FDA first released its guidance on Controlled Correspondence Related to Generic Drug Development in August 2014. We previously blogged about this guidance (here). In today’s Federal Register notices, FDA provided its response to comments received on the Guidance document. (here).
Basically, the comments were few and addressed the exclusions to what is considered “controlled correspondence” subject to GDUFA user fee goal dates. Specifically, those exclusions questioned were (1) Requests for recommendations on the appropriate design of bioequivalence (BE) studies for a specific drug product (BE guidance requests); (2) requests for review of BE clinical protocols (clinical protocol requests); and (3) requests for meetings to discuss generic drug development prior to ANDA submission (pre-ANDA meeting requests). FDA addressed the comments by stating “FDA has not changed its policy regarding its consideration of requests for bioequivalence guidance, clinical protocol reviews, and pre-ANDA meetings. FDA will consider them promptly upon their electronic submission and will respond as expeditiously as practicable. Although the guidance states that these requests are not considered controlled correspondence submissions, requests for BE guidance and pre-ANDA meetings are included in the 1,020 total annual responses estimated in table 1 because these requests will utilize the same information collection pathway as a request that is considered controlled correspondence. For reasons described in the draft guidance, however, controlled correspondence GDUFA metrics will not apply to FDA’s responses to the three excluded requests.”
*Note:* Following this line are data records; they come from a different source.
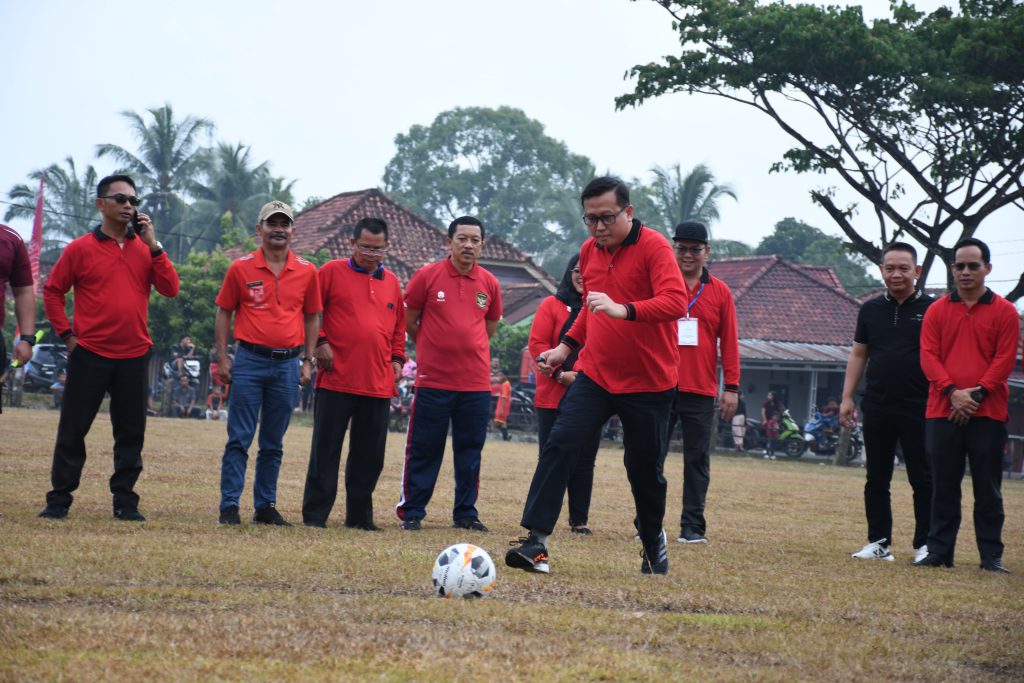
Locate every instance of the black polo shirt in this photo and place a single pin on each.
(892, 333)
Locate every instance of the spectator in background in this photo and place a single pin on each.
(503, 407)
(215, 403)
(183, 399)
(57, 388)
(554, 317)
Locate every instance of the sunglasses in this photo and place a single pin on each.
(121, 199)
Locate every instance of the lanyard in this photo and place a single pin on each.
(694, 300)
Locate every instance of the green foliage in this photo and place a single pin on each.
(194, 310)
(507, 345)
(800, 243)
(498, 165)
(922, 116)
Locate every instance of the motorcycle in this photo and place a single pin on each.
(790, 439)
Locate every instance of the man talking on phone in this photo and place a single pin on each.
(112, 270)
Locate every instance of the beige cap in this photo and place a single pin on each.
(271, 208)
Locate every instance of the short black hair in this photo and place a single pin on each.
(986, 255)
(372, 225)
(465, 220)
(603, 184)
(105, 183)
(900, 246)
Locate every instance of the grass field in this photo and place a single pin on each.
(773, 596)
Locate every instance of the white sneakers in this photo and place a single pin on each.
(876, 551)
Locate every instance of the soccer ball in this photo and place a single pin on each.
(463, 570)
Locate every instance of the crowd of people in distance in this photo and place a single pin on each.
(639, 329)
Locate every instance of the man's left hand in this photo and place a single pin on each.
(728, 403)
(23, 352)
(599, 302)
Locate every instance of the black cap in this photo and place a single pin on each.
(691, 229)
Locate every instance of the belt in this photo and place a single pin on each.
(272, 353)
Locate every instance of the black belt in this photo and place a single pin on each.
(272, 353)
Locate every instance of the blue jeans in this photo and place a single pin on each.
(262, 390)
(469, 413)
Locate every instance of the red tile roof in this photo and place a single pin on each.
(777, 300)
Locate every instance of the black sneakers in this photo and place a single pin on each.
(654, 558)
(529, 554)
(53, 512)
(268, 515)
(229, 515)
(472, 523)
(128, 515)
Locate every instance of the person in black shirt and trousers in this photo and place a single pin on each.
(888, 341)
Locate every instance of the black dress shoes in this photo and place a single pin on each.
(934, 560)
(994, 565)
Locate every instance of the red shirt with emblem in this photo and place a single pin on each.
(453, 350)
(365, 324)
(112, 293)
(269, 309)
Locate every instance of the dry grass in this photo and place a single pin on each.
(774, 596)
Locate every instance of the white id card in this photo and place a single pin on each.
(687, 331)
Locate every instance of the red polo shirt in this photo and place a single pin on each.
(112, 293)
(716, 314)
(548, 322)
(14, 264)
(966, 347)
(453, 350)
(269, 309)
(638, 353)
(365, 324)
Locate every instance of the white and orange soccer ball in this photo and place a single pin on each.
(463, 570)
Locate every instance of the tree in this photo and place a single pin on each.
(498, 165)
(694, 197)
(796, 241)
(69, 204)
(921, 116)
(167, 166)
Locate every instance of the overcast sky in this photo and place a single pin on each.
(321, 89)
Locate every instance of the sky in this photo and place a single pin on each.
(321, 89)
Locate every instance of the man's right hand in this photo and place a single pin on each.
(552, 358)
(325, 357)
(846, 412)
(224, 369)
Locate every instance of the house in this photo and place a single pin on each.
(416, 242)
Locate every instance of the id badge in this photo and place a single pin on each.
(687, 331)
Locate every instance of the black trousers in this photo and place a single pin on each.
(981, 440)
(695, 413)
(581, 483)
(645, 438)
(90, 376)
(332, 412)
(882, 431)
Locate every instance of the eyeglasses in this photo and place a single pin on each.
(121, 199)
(606, 218)
(372, 251)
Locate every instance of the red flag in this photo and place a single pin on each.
(36, 244)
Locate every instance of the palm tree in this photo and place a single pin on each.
(694, 197)
(167, 167)
(69, 204)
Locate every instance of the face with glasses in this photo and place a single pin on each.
(369, 249)
(970, 268)
(118, 204)
(690, 256)
(607, 222)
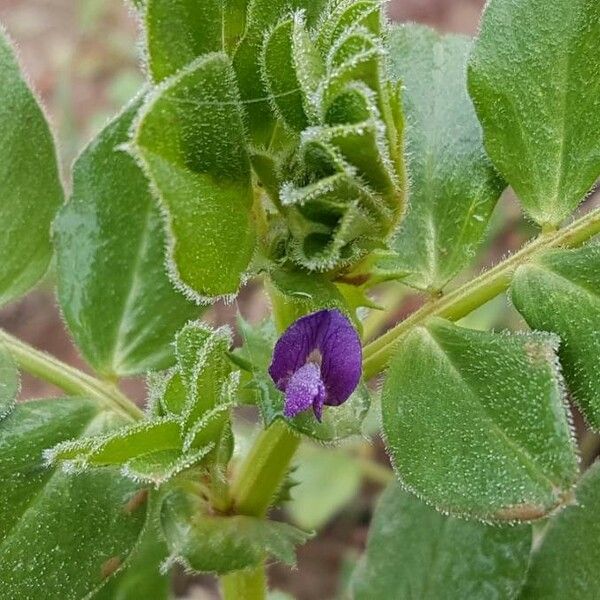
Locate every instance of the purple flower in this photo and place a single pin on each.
(317, 361)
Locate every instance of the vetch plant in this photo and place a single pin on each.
(313, 147)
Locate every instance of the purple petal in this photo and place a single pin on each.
(341, 366)
(326, 335)
(304, 390)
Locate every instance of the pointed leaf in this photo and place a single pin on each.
(31, 190)
(454, 187)
(415, 552)
(178, 31)
(318, 497)
(566, 564)
(263, 15)
(534, 77)
(113, 289)
(560, 292)
(204, 365)
(142, 576)
(61, 535)
(476, 422)
(291, 68)
(191, 139)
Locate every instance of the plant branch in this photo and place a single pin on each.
(477, 292)
(264, 469)
(71, 380)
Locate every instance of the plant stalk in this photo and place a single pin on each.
(479, 291)
(68, 378)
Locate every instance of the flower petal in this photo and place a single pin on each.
(304, 390)
(331, 338)
(294, 347)
(341, 366)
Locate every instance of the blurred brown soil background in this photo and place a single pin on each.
(82, 58)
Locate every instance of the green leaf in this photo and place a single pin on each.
(205, 368)
(298, 293)
(29, 179)
(112, 284)
(206, 543)
(61, 535)
(179, 31)
(291, 68)
(415, 552)
(318, 496)
(476, 423)
(10, 382)
(262, 15)
(534, 79)
(192, 143)
(566, 564)
(152, 452)
(454, 187)
(142, 576)
(560, 292)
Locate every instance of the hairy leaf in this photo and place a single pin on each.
(318, 497)
(191, 139)
(10, 382)
(476, 422)
(179, 31)
(291, 68)
(534, 76)
(30, 187)
(261, 17)
(560, 292)
(301, 293)
(61, 535)
(207, 543)
(142, 576)
(112, 283)
(454, 187)
(415, 552)
(566, 564)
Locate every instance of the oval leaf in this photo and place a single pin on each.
(454, 186)
(191, 140)
(416, 552)
(61, 535)
(566, 564)
(476, 422)
(534, 77)
(31, 191)
(178, 31)
(113, 289)
(560, 292)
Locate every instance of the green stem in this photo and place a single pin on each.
(68, 378)
(264, 469)
(252, 493)
(478, 291)
(244, 585)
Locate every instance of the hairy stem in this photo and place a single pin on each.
(477, 292)
(68, 378)
(264, 469)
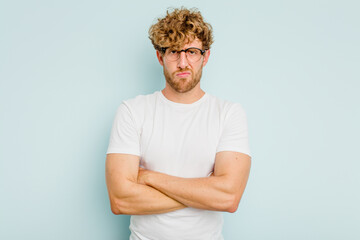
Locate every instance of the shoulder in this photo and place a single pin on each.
(141, 100)
(138, 107)
(225, 107)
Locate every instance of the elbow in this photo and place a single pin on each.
(232, 204)
(117, 206)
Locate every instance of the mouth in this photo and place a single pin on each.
(183, 74)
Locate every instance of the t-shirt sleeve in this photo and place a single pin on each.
(234, 136)
(124, 137)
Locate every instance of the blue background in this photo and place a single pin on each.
(65, 66)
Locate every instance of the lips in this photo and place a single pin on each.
(183, 74)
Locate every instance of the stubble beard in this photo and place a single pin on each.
(183, 85)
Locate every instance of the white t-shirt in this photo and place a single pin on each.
(180, 140)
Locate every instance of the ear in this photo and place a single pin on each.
(160, 58)
(206, 57)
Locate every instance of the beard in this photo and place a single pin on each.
(183, 85)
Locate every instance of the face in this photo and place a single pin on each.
(182, 75)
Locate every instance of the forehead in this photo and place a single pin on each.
(195, 43)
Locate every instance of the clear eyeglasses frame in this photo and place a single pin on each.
(193, 54)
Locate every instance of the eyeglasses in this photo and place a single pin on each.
(192, 54)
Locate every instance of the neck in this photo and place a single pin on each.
(187, 98)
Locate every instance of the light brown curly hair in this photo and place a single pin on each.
(180, 27)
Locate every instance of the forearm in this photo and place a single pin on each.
(141, 200)
(210, 193)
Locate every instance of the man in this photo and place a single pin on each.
(178, 157)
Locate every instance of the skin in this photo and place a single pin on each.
(133, 190)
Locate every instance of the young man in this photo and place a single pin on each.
(178, 157)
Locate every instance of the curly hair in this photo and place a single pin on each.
(180, 27)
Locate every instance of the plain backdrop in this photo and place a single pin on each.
(65, 66)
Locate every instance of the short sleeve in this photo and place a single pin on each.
(234, 136)
(124, 137)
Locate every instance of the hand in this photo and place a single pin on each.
(143, 175)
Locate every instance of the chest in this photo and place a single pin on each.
(180, 143)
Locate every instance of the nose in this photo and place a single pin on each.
(182, 61)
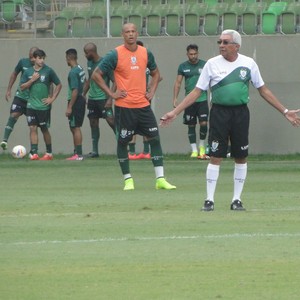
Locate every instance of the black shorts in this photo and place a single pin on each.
(18, 105)
(97, 109)
(40, 118)
(78, 111)
(131, 121)
(198, 110)
(229, 123)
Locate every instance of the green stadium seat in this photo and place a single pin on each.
(61, 27)
(232, 17)
(154, 20)
(194, 16)
(251, 18)
(270, 17)
(137, 15)
(213, 18)
(79, 26)
(118, 17)
(8, 11)
(289, 18)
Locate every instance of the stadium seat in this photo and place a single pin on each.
(79, 26)
(194, 16)
(137, 15)
(251, 18)
(97, 24)
(213, 23)
(232, 16)
(61, 27)
(117, 18)
(8, 11)
(270, 17)
(289, 18)
(154, 20)
(173, 24)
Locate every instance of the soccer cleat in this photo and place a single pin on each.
(75, 157)
(34, 156)
(3, 145)
(129, 185)
(208, 205)
(47, 156)
(163, 184)
(194, 154)
(143, 156)
(237, 205)
(132, 156)
(201, 150)
(203, 157)
(93, 155)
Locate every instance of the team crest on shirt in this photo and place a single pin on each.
(214, 146)
(123, 133)
(133, 60)
(243, 73)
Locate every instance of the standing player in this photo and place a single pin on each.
(190, 71)
(18, 107)
(99, 106)
(76, 102)
(133, 113)
(228, 75)
(38, 80)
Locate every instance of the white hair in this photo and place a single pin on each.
(236, 37)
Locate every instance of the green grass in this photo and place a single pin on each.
(69, 231)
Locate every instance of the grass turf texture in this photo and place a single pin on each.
(69, 231)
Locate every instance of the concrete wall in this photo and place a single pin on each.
(277, 56)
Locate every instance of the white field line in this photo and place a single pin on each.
(158, 238)
(71, 214)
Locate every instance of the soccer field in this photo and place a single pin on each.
(69, 231)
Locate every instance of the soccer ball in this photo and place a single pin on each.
(18, 151)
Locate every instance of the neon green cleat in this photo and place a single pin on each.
(194, 154)
(3, 145)
(163, 184)
(201, 151)
(129, 185)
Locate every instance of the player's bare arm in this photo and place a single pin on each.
(291, 115)
(155, 79)
(187, 101)
(176, 89)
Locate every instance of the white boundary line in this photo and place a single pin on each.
(159, 238)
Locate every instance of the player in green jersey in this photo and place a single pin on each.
(99, 105)
(76, 102)
(228, 77)
(190, 71)
(18, 106)
(38, 80)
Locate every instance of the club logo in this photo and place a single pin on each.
(243, 73)
(214, 146)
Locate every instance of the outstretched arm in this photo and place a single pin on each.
(186, 102)
(291, 115)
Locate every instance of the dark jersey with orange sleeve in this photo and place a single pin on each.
(129, 73)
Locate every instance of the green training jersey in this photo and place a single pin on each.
(76, 80)
(191, 73)
(95, 92)
(40, 89)
(21, 67)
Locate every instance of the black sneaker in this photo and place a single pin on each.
(237, 205)
(208, 205)
(92, 155)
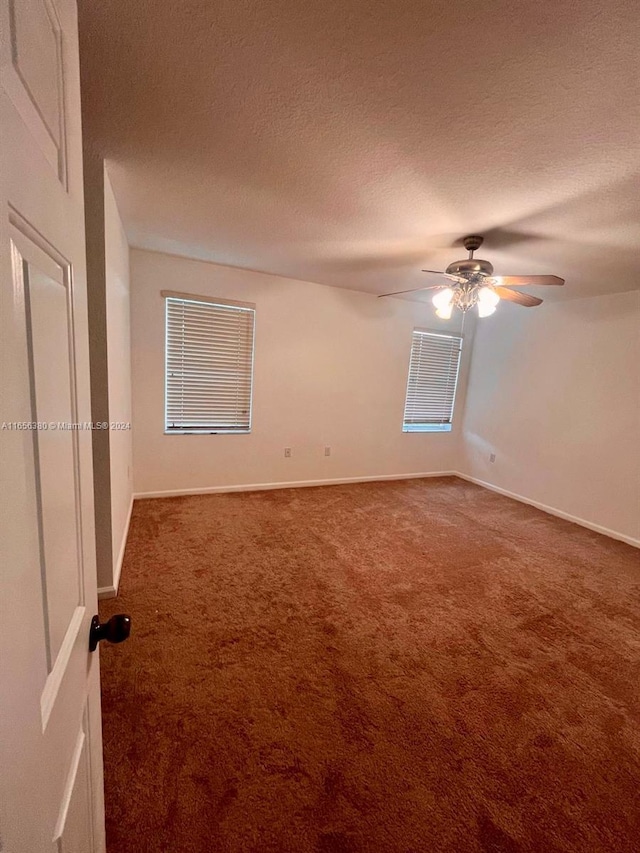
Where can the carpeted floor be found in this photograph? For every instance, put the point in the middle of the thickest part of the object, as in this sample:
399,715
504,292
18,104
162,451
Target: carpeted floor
403,667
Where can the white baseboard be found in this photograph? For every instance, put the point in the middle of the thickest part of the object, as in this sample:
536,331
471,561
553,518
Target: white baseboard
295,484
112,591
598,528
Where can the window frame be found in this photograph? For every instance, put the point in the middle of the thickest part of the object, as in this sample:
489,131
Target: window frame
226,303
444,427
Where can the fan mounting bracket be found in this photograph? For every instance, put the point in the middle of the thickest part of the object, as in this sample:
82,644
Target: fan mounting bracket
472,242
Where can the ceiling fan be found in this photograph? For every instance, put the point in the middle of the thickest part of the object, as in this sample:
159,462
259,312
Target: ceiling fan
474,284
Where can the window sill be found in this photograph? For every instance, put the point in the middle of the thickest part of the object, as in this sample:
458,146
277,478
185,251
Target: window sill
427,428
207,432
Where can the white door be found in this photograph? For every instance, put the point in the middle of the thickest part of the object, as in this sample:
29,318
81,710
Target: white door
51,796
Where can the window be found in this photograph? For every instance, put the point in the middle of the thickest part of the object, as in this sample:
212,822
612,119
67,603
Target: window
209,365
431,388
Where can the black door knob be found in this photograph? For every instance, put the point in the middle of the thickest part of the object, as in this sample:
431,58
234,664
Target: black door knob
115,630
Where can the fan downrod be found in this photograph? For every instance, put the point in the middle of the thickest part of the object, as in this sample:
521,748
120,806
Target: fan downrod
472,243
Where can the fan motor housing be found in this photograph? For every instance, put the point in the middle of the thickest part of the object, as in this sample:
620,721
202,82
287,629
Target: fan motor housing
470,266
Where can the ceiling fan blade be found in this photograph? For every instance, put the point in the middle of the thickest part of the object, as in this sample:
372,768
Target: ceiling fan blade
524,280
413,290
519,298
444,275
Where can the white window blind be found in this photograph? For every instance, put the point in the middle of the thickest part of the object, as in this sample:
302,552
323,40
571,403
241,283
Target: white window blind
433,376
209,366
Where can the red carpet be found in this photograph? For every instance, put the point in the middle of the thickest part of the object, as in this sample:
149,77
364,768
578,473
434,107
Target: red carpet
404,667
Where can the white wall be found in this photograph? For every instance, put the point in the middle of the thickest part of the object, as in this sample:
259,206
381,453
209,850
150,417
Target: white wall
119,373
555,394
330,369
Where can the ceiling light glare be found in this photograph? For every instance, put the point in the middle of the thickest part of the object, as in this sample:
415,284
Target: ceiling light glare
487,301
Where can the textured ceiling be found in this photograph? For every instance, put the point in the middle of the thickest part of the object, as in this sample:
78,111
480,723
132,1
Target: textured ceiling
350,142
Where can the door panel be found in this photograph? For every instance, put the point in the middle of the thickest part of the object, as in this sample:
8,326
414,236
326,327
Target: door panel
50,353
33,75
74,831
51,798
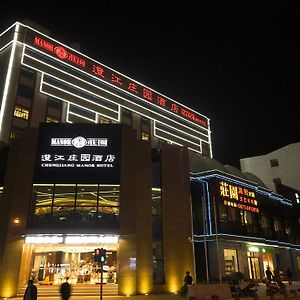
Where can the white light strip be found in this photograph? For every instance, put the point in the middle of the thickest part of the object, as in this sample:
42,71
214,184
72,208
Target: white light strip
8,78
44,82
186,120
74,95
68,102
82,117
172,142
109,92
43,239
6,45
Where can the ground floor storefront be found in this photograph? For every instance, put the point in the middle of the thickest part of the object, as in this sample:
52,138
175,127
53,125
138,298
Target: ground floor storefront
216,259
50,260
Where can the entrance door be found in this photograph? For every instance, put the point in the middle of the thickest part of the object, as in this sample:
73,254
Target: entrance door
253,265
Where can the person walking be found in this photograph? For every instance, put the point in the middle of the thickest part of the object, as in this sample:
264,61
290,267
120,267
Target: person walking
188,279
269,274
31,291
65,290
289,275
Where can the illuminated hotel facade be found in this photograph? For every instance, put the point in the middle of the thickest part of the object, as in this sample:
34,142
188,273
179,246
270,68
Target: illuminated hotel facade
96,159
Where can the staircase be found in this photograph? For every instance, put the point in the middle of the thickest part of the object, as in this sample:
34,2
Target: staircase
109,289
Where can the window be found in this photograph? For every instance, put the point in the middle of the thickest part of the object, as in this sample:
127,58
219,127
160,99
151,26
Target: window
50,119
274,163
126,117
103,120
277,225
68,204
21,112
230,261
277,181
145,136
15,132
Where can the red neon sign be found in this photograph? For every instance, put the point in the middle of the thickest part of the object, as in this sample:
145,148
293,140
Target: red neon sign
121,82
60,51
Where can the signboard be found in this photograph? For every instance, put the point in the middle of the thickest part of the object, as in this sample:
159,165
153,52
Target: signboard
114,78
78,153
237,196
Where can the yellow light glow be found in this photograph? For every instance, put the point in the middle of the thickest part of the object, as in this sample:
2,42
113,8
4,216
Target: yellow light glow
253,249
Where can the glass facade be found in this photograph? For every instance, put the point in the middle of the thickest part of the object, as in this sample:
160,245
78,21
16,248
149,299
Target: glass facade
71,204
157,228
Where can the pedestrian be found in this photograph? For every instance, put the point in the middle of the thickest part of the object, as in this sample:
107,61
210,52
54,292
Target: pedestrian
188,279
65,290
31,291
269,274
289,275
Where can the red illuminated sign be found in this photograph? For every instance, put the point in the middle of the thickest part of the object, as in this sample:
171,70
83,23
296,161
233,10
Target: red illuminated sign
121,82
238,197
60,51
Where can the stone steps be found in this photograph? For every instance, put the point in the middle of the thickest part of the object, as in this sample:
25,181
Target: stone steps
109,289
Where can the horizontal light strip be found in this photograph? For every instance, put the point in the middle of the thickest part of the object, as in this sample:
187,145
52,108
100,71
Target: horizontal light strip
109,92
81,117
10,28
6,45
93,239
179,137
43,239
71,239
74,50
263,240
256,187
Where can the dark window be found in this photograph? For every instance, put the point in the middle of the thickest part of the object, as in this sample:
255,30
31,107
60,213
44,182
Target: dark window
25,91
274,163
89,205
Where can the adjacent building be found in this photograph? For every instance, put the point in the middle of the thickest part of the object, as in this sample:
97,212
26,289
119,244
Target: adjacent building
91,158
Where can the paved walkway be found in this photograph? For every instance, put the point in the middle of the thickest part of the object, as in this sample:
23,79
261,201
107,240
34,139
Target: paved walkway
261,293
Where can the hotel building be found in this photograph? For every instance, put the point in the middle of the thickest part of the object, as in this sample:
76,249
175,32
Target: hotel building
91,158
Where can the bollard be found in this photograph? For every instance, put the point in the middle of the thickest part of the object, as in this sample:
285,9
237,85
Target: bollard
294,292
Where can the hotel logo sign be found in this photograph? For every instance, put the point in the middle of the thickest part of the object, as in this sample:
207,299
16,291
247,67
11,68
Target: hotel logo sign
78,153
238,196
60,51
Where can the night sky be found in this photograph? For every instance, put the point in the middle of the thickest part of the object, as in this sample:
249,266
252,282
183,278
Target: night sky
236,64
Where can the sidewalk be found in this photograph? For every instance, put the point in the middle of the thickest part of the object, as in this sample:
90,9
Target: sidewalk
261,291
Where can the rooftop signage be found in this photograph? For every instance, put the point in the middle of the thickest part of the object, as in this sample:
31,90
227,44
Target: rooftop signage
114,78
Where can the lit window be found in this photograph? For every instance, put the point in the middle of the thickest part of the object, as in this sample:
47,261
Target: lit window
145,136
274,163
104,120
297,198
51,120
21,113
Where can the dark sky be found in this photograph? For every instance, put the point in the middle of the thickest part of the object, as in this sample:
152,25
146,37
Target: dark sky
236,64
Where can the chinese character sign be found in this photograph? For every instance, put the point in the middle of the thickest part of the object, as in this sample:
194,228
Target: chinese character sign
78,153
238,196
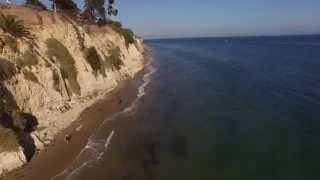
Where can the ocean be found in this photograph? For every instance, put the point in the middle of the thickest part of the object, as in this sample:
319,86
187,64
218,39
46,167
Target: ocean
236,108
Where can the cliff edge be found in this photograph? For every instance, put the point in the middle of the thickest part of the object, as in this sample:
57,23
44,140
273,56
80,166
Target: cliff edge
48,77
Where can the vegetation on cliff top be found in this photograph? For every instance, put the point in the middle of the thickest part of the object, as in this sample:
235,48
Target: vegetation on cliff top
95,61
12,25
114,60
61,56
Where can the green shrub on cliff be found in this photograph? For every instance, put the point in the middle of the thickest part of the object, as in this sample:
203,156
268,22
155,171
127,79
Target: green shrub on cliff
10,42
128,36
12,25
30,76
95,61
7,69
28,58
114,60
61,56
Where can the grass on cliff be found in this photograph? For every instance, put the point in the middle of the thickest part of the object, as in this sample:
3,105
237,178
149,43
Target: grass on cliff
7,69
28,58
61,56
95,61
30,76
126,33
12,25
9,41
114,60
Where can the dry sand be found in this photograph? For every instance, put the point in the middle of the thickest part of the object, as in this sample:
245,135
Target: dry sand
59,155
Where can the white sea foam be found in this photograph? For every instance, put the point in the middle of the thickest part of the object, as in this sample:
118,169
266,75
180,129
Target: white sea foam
96,148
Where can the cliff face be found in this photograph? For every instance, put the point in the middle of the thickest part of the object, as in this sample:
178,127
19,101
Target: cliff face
46,81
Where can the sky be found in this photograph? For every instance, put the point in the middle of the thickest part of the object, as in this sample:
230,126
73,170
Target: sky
203,18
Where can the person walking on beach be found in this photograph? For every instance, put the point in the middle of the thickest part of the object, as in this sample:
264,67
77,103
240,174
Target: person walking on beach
67,138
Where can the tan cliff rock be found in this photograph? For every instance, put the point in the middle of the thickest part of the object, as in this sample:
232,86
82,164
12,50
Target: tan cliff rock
65,69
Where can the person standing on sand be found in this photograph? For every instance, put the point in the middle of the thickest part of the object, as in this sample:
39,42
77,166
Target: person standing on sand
67,138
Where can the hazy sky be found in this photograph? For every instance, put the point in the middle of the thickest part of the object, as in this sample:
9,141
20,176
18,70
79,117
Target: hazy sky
186,18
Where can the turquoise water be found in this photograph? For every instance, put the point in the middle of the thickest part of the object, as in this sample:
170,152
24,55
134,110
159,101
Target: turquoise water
222,108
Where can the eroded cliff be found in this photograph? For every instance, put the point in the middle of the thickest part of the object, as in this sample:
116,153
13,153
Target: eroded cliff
48,79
The table referred to above includes the projected number of firms (217) from which the FDA expects to receive controlled correspondence and estimates, based on previous years, that each firm will submit an average of 4.7 controlled correspondences asking FDA for guidance.
More work for the Agency, but a necessary evil to obtain complete submissions and to gain valuable guidance on complex or unusual situations. We have not seen much information on how the Agency is doing with meeting the GDUFA goals for response to controlled correspondence, but according to OGD, they continue to meet or exceed all GDUFA goals.